I did a Google search earlier on mentions on my blog of the word accuracy and the precision. Neither appear at all. That was a little depressing, because I'm sure I've written about this before. But there you go. Anyway, I've been thinking of writing a post about statistical analysis for a while. I'm also wary that I am grossly underqualified to write a post on statistical analysis, which I why I've put it off for so long. Feel free to post up in the comments exactly where I've gone about this in the wrong fashion. Lets start with some Web Analytics basics.
Data out of Web Analytics systems is not accurate. They are set up, however to be precise. These are two completely different things that everyone should know about. I would suggest that you read the wikipedia article about it, but then you'd probably get side tracked and never come back to my blog.
To sum up in a short space - accuracy means you are closer to the true value, whereas precision means that your data points are not widely spread.
Why is this important? Web analytics is all about trending over time. You can find out how something it doing at the moment and you can get some insight into that - where people are coming from, where they are going to, etc. But really what you want to do is try changing something and seeing the impact that it has one your data.
So our nice little chart up there describing the difference between accuracy and precision, or indeed all the target views that you can get of the same data if you do a Google Image search, don't really paint the full picture. What you need to think about is how this affects your graphs over time. You need to take that graph up there and turn that into a three dimensional time graph.
So I've done it with the visits to my blog. I'm going to assume that I have a precision of +/- 20% each way. That's a lot, but I've done it to illustrate a point that you'll see in a minute.
If you look at the upper and lower limits of what the real figure could be, you suddenly get a much better picture of what is going on. That period in between May 2009 and September 2009 represents a fairly flat time for the blog. Visits not going up or down a lot. Or where they? They could have been going up or down wildly. According to Google Analytics, in two consecutive weeks I had 50 and 51 visits. However with my 20% range on that, it could have swung anywhere from 40 to 60 in a week (or vice versa). That would represent an increase in visits, week on week of 50%, just from a small 20% error rate.
However if I'd had a precision of 5% over that time, the most it could have swung from would be 47 to 53, which represents a much smaller change. This is where precision comes in very useful. Knowing that if you completed the same experiment 50 different times and were only out by 5%, rather than 20% means you can forecast how your tool is doing.
This is all well and good assuming that your data has a normal distribution. That would mean that your figures were just as likely to be out by being up as they are being down. Normal distributions occur on things like height, length of foot, that sort of thing - where everything is kind of quite high in the first place.
Do web analytics data fall under a normal distribution model?
I some how doubt that they do. There is a law in economics called the law of diminishing returns (excuse all the wikipedia links). The law states that the more you have of something, the less likely you are to make additional unit profits out of it because of a degree of corruption that you end up with. I think this rule probably holds true with analytics systems as well, but possibly with different consequences.

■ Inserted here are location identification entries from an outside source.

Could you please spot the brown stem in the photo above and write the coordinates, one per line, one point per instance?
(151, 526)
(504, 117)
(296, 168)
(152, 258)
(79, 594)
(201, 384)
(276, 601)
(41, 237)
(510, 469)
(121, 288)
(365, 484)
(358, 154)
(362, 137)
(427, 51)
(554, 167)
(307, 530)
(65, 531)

- Normal distributions can't hold because of the lower limit ie you can't go below zero (and yes I know you can't go below zero for your height either, but that is different because the median is high for the height and the precision means that zero height is highly unusual - that's not the case for web analytics systems that frequently report zero visits)
- Poisson distributions of the data may be a good approximation and we know the larger the number the more likely it is to follow a normal distribution. The graph below shows a couple of poisson distributions for increasing Lambda (ie the number you were expecting).
That would mean that for low figures you are expecting small differences, but they will be significant in terms of percentages, but for larger figures there is more likely to be a larger error margin and hence the figures may not be so precise. This is certainly true for any analytics tool that uses sampling to increase its efficiency (as Google Analytics does) or indeed any tool that limits its table lengths (as HBX does - or did). However other tools that don't do this can frequently end up with data processing issues that may or may not cause a lag because of the large quantities being produced.
So how do we work this out then? Is there a hard and fast rule? Well for one I won't be worrying about the accuracy of my figures. Do I have 50 or do I have 32? It doesn't matter. When I go from 50 to 51 though, I want to know that this is one additional visit, or whatever in that time period. Do I know that? I wonder whether any analytics tool would ever like to say how precise they think their tool is. I wonder if they know or could know. Bar asking 100 random people to view a page on a daily basis for a couple of months. And then they'd have to retry it with 10 people and 1,000 people as well just to make sure that their accuracy doesn't change with larger samples.
This is probably the perfect project for a student to do as a thesis, actually. Any takers?